Der Inhalt dieses Inventars mariner Arten ist kollektives Eigentum des WoRMS Editorial Board (anstelle von einzelnen
Personen oder Institutionen) und ist in einer speziellen Datenbank am Datenzentrum des Vlaams Instituut voor de
Zee in Belgien beheimatet. Die Editorinnen und Editoren sind über die ganze Welt verstreut und bearbeiten
den Inhalt online – Aktualisierungen passieren minütlich. Die Editoren arbeiten ehrenamtlich (so wie viele
Editoren wissenschaftlicher Zeitschriften), als Service für die Scientific Community. Die Teilnahme erfolgt
nach Einladung und ist prestigeträchtig. Die verantwortlichen Editoren für die jeweilige Art sind in
den jeweiligen Datenbankeinträgen sofort ersichtlich, und Nutzerinnen und Nutzer der Datenbank können
die Editoren bei Fragen daher rasch und unkompliziert kontaktieren.

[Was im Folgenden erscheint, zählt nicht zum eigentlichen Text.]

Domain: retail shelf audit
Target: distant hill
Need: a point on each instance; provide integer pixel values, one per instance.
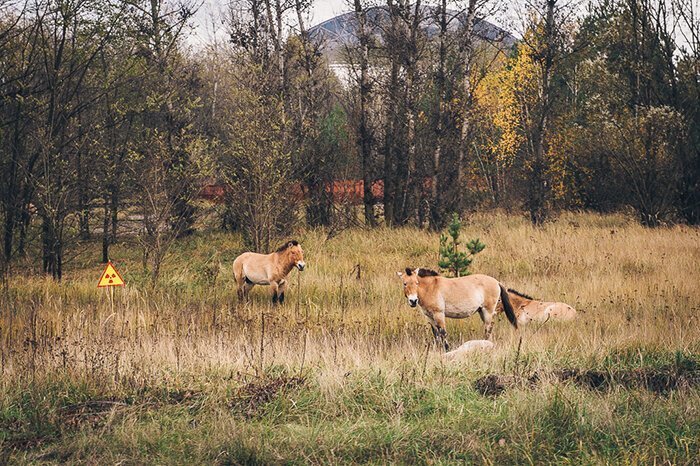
(340, 31)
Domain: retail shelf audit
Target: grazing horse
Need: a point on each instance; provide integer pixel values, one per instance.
(250, 269)
(457, 298)
(528, 309)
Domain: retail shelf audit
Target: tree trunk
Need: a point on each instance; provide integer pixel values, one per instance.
(436, 210)
(364, 132)
(466, 90)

Gründungsmitglied und ehemaliger Vorsitzender des WoRMS Editorial Board, Mark Costello, regt an: „Das bewährte
Modell von WoRMS sollte genutzt werden, um das dringend benötigte, globale Register aller Arten der Erde zu
schaffen, das kontinuierlich aktualisiert wird.“
Andreas Kroh, wissenschaftlicher Mitarbeiter in der Geologisch-paläontologischen Sammlung des NHM Wien und
derzeitiger Vize-Vorsitzender des WoRMS Editorial Board, betont, dass eine solches globales Register nicht direkt
innerhalb von WoRMS entstehen müsse, und meint: „Unsere Erfahrung im Umgang mit geistigem Eigentum, den sozialen
Aspekten und einer dynamischen, zentralen Datenbank könnte entscheidend für den Erfolg eines Welt-Register
aller Arten sein.“
Laut Tammy Horton, der derzeitigen Vorsitzenden des WoRMS Editorial Board, „liegt die Lösung für dieses
und andere Probleme in der Forschung in intensiverer Zusammenarbeit innerhalb der Scientific Community“.
Artikel: Costello MJ, Horton T, Kroh A. 2018. Sustainable biodiversity databasing: international,
collaborative, dynamic, centralised. Trends in Ecology and Evolution in press.